Blocked by robots.txt File
Search engines blocked by robots.txt file. This is probably the most common issue in regards to search engines being blocked from crawling websites.
This usually happens when a new website goes live. When developers are in the process of building a new website they intentionally block all bots from crawling the test website (new website before it goes live).
When the new website gets launched without an SEO consultant or SEO expert directly involved in the migration and launch, more often than not the robots.txt file stays the same, blocking search bots from crawling the website.
What the robots.txt file looks like when it is set up to block all bots
What the file looks like when it allows all bots to crawl all sections of a website
Blocked by Canonical Tags
Search engines blocked from crawling deep pages of a website due to incorrect use of canonical tags.
Canonical tags are mainly used to eradicate duplicate content issues on websites.
If Google finds pages with identical content they may only index and display one version in search results.
Their algorithms select the page they think best answers the user’s query. This does not always result in the most appropriate page being selected by Google hence the use of canonical tags.
Webmasters can specify a canonical page to search engines by adding a <link> element with the attribute rel=”canonical”.
This basically informs Google there may be duplicate versions of the page in question and Google has to ignore all subpages containing the tag and focus on indexing and ranking the parent page the canonical tag points to.
For example, many websites we come across have four versions of the homepage.
Google sees each of the pages above as individual pages. By inserting the canonical tag in the head section of the root domain:
<link rel=”canonical” href=”http://www.example.com”/>
Informs Google to ignore the duplicate versions and focus on indexing and ranking the root domain page in Google.
The same rules apply to the deep pages of websites.
Canonical tags are great in eradicating duplicate content issues however, improper use of canonical tags can seriously harm a website’s visibility in Google.
In this instance, we identified the incorrect use of canonical tags. A developer mistakenly inserted a canonical tag pointing back to the root domain URL in the footer area of the website.
By placing this information in the footer area of the website resulted in the code being present on all pages of the website. This instructed Google to ignore all deep pages. As a result, all deep pages vanished from Google SERPS, hundreds of generic keyword rankings were lost as were thousands of visitors per day.
Unfortunately, the client waited three months before outsourcing the investigation work to Boyd Digital. Within 15 minutes of us taking on the work, the issue was identified and rectified.
Blocked by 302 Redirects
This issue is a first for me and one of the most unusual instances I have come across in regards to search engines being blocked by search engines.
The site in question operates in the UK alcohol industry and operates the ineffective age verification process required not by law, but by the voluntary industry body called the European Forum for Responsible Drinking.
How the age verification page works
- Enter any page on a participating website
- An age verification slash page/pop up box will appear
- Type in your date of birth
- If you are of drinking age bobs your uncle
- You may now enter the alcohol website
In this instance, instead of adding a pop-up function like most alcohol websites, a 302 temporary redirect was placed on each page of the website.

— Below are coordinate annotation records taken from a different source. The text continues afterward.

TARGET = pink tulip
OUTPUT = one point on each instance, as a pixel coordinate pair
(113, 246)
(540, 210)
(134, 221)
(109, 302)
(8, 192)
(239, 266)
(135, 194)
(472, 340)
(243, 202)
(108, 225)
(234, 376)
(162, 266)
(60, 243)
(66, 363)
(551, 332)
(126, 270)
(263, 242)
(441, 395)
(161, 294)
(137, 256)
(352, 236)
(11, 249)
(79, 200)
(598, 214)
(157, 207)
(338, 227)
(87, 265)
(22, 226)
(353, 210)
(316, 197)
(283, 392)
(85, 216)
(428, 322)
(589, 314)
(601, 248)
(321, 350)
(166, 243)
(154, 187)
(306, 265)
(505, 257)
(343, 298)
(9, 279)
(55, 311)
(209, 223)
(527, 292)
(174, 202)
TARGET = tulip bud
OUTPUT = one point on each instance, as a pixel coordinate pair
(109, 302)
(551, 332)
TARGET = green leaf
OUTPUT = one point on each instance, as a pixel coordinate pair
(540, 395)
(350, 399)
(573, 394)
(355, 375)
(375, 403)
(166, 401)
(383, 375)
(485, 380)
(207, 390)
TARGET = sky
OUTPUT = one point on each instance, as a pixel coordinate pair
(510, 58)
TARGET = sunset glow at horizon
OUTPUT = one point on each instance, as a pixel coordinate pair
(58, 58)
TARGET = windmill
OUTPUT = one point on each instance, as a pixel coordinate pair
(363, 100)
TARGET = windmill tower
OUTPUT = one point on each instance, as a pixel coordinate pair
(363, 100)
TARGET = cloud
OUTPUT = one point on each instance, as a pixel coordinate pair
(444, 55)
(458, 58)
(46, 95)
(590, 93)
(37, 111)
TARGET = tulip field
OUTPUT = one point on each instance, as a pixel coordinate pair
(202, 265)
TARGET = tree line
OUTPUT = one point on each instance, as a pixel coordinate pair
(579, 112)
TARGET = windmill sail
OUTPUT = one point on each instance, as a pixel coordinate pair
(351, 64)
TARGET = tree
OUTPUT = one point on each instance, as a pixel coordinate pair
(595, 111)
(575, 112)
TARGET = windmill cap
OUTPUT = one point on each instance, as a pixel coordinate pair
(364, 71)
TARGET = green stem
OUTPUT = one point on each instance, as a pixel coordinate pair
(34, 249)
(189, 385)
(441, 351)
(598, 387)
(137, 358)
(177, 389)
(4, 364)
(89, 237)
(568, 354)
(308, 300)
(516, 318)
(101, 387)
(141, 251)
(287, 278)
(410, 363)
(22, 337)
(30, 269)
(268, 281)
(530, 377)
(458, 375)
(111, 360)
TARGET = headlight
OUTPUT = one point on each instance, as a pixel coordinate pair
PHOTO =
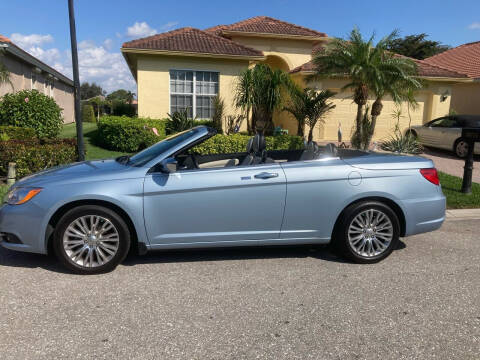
(21, 195)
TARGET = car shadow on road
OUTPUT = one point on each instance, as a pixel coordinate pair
(10, 258)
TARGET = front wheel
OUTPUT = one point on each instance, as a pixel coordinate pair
(91, 239)
(369, 231)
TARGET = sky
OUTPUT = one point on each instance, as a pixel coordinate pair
(41, 27)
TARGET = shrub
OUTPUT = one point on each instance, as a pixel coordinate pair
(121, 133)
(88, 114)
(32, 109)
(17, 133)
(224, 144)
(36, 155)
(179, 121)
(122, 109)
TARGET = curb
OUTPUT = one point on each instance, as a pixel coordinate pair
(463, 214)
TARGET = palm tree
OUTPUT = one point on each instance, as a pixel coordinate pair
(370, 69)
(4, 73)
(296, 107)
(260, 89)
(316, 106)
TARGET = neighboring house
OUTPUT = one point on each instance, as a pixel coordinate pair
(27, 73)
(464, 59)
(187, 67)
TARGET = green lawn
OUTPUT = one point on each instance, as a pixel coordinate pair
(90, 133)
(451, 186)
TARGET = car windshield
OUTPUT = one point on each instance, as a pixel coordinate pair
(153, 151)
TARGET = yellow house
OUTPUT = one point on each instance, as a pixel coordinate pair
(187, 67)
(464, 59)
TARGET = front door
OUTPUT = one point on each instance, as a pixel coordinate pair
(229, 205)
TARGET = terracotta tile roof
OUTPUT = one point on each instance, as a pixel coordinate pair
(464, 59)
(4, 39)
(424, 69)
(192, 40)
(266, 25)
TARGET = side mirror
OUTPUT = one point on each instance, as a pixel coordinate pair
(169, 165)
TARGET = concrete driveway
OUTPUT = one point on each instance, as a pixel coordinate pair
(285, 303)
(447, 162)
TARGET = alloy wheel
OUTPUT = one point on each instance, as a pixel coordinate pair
(91, 241)
(370, 233)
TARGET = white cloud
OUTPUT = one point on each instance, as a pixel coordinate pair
(474, 26)
(31, 40)
(168, 26)
(140, 29)
(97, 63)
(108, 44)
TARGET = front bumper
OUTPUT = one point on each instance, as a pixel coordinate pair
(25, 222)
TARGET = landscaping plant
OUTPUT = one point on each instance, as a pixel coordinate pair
(371, 70)
(32, 109)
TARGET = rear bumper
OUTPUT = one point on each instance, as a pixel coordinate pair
(424, 215)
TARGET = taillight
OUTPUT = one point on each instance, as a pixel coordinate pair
(431, 175)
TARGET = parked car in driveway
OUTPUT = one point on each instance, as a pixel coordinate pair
(168, 197)
(446, 133)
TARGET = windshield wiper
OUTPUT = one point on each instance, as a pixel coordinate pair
(124, 159)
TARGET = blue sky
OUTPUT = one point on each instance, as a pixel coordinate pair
(41, 26)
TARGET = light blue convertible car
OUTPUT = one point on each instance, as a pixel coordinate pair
(167, 197)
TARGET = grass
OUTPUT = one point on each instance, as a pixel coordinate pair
(451, 186)
(90, 134)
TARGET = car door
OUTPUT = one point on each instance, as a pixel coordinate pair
(216, 206)
(316, 192)
(431, 132)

The redirect took all visitors to the age verification page. Once users credentials were entered they would then be allowed access to the website.

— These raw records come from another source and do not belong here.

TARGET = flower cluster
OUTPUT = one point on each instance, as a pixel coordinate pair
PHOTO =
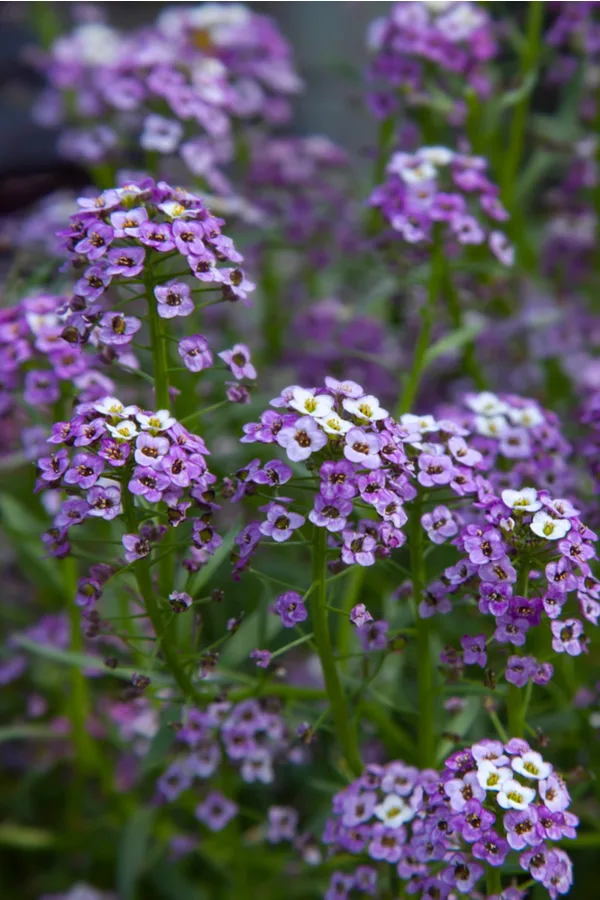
(521, 529)
(34, 357)
(519, 440)
(361, 458)
(421, 49)
(179, 86)
(437, 191)
(489, 802)
(108, 450)
(123, 231)
(250, 735)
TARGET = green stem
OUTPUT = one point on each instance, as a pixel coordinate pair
(345, 731)
(411, 385)
(493, 881)
(146, 589)
(160, 361)
(79, 706)
(529, 62)
(517, 698)
(426, 723)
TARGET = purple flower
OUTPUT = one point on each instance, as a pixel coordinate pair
(360, 615)
(331, 515)
(372, 635)
(118, 330)
(115, 453)
(301, 439)
(519, 670)
(491, 848)
(474, 650)
(435, 470)
(149, 483)
(566, 636)
(195, 353)
(261, 657)
(125, 261)
(439, 524)
(273, 472)
(238, 360)
(72, 512)
(150, 450)
(96, 241)
(362, 448)
(338, 480)
(290, 607)
(105, 502)
(216, 811)
(41, 387)
(280, 523)
(358, 548)
(136, 547)
(521, 828)
(174, 299)
(180, 602)
(85, 470)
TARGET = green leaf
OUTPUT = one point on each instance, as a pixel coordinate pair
(453, 341)
(200, 579)
(24, 530)
(133, 852)
(83, 662)
(28, 732)
(24, 838)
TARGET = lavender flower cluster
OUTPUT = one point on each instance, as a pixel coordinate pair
(439, 829)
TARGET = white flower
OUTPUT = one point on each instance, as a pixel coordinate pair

This works well from a user perspective, catastrophic from an SEO perspective. Each time a search bot tries to enter any given page on the website it is redirected to the age verification page.
Search bots are very clever but they are not human savvy. In the eyes of search bots, the only page that existed on the website was the age verification page.
When we came across the redirect issue and informed the client they were none the wiser. The website had been like that for years resulting in untold amounts of paying clients being unable to find the website.
The web crawling issues we came across can be embarrassing for people involved in developing or managing websites.
We have come across serious players in the industry who have failed to spot the schoolboy errors mentioned above and what’s even more worrying, it took weeks, months and even years for the crawling issues above to be identified and rectified.
This never goes down well with clients who invest tens of thousands of pounds on new and improved cash cows, only for traffic and cash flows to fall through the floor while people scratch their heads wondering what’s happened.
Our advice to webmasters and agencies involved in managing websites or launching new websites is to hire an experienced SEO company or SEO consultant to help manage the SEO aspects of existing websites or to help manage the migration process from old to new websites.
Don’t get caught with your pants down!